Muoio also notes that the Employment Acceleration Index continued to erode in January despite the uptick in headline growth, measuring -21.6 on a scale of -100 to 100. "This is the most negative reading we have seen in several months and is due to persistent job losses in the large government sector."
However, despite poor headline figures, Muoio says pockets of strength do exist in the economy. "The shale oil boom continues to drive massive gains in the sector, with petroleum and coal manufacturing and oil-and-gas extraction both showing solid employment growth of 2.7% over the last three months and 12.3% and 4.6% respectively over the last year. This marks continued acceleration in the sector and points to continued gains in the oil patch for some time to come. Mining, excluding oil and gas, is now seeing growth as well, with employment rising 1.2% over the last three months, though payrolls remain 1.2% lower than a year ago."

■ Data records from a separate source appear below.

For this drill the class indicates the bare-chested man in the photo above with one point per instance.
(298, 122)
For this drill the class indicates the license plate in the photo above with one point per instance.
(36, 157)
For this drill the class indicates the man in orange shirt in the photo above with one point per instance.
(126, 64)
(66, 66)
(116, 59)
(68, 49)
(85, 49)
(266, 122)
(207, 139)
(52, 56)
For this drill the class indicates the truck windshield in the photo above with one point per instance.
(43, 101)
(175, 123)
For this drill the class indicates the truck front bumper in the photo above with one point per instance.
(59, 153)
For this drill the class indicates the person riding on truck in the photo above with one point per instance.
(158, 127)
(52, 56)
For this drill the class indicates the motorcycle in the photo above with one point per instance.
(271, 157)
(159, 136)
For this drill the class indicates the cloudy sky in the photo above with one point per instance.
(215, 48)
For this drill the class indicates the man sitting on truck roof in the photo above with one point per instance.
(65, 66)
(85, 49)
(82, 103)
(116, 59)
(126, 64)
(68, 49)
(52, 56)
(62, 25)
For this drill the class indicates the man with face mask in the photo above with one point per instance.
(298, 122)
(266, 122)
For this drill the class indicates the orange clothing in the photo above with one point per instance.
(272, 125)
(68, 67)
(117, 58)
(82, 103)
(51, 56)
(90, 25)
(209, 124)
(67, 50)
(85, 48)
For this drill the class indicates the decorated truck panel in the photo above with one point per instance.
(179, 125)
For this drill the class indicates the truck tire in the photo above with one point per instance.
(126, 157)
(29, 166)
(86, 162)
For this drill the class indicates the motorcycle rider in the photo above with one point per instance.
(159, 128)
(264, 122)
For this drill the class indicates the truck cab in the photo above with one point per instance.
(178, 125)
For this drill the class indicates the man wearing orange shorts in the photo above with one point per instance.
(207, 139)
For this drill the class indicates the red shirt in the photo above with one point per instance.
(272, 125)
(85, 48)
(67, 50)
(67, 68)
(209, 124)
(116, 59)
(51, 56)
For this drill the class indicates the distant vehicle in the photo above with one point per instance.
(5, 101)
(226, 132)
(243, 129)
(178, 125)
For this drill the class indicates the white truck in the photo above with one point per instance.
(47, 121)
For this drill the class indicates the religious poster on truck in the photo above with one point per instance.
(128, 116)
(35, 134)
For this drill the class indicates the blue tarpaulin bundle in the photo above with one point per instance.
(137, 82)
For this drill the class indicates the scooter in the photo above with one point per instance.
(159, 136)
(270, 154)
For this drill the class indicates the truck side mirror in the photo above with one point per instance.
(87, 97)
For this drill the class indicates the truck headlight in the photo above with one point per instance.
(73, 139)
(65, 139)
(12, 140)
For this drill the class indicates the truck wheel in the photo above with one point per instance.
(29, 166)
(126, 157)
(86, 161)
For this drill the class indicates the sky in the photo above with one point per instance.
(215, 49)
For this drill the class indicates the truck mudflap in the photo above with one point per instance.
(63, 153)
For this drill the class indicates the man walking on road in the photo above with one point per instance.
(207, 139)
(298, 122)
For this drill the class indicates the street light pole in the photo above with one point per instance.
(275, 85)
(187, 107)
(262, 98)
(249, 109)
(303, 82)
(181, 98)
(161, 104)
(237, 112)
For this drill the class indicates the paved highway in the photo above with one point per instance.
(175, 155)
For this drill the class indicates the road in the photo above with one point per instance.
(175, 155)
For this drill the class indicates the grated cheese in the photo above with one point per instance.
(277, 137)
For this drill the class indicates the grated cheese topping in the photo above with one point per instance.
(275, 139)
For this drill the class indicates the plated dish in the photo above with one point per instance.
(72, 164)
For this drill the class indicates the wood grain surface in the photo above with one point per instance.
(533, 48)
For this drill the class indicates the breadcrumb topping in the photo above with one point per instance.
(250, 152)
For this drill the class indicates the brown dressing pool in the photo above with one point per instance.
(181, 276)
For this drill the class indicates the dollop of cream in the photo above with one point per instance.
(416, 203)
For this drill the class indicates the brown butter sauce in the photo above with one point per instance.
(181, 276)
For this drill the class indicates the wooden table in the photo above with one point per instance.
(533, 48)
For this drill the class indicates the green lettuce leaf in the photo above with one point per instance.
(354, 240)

The construction sector is also seeing positive outcomes, with both residential and non-residential building construction showing strong gains over the last three months and year. Muoio says that heavy engineering has been the laggard due to its closer ties with government funding, with employment falling 0.3% over the last three months. "The housing recovery remains a positive for economic growth, despite the stall seen recently in home sales and prices."
Temporary-help and employment services were among the top-performing sectors, a disappointing trend, says Muoio. "It is very late in the economic cycle for temporary hiring to be this strong of a contributor to growth, and we believe it is due to the continued reticence of firms to hire full-time in the face of still-uncertain healthcare costs and regulations."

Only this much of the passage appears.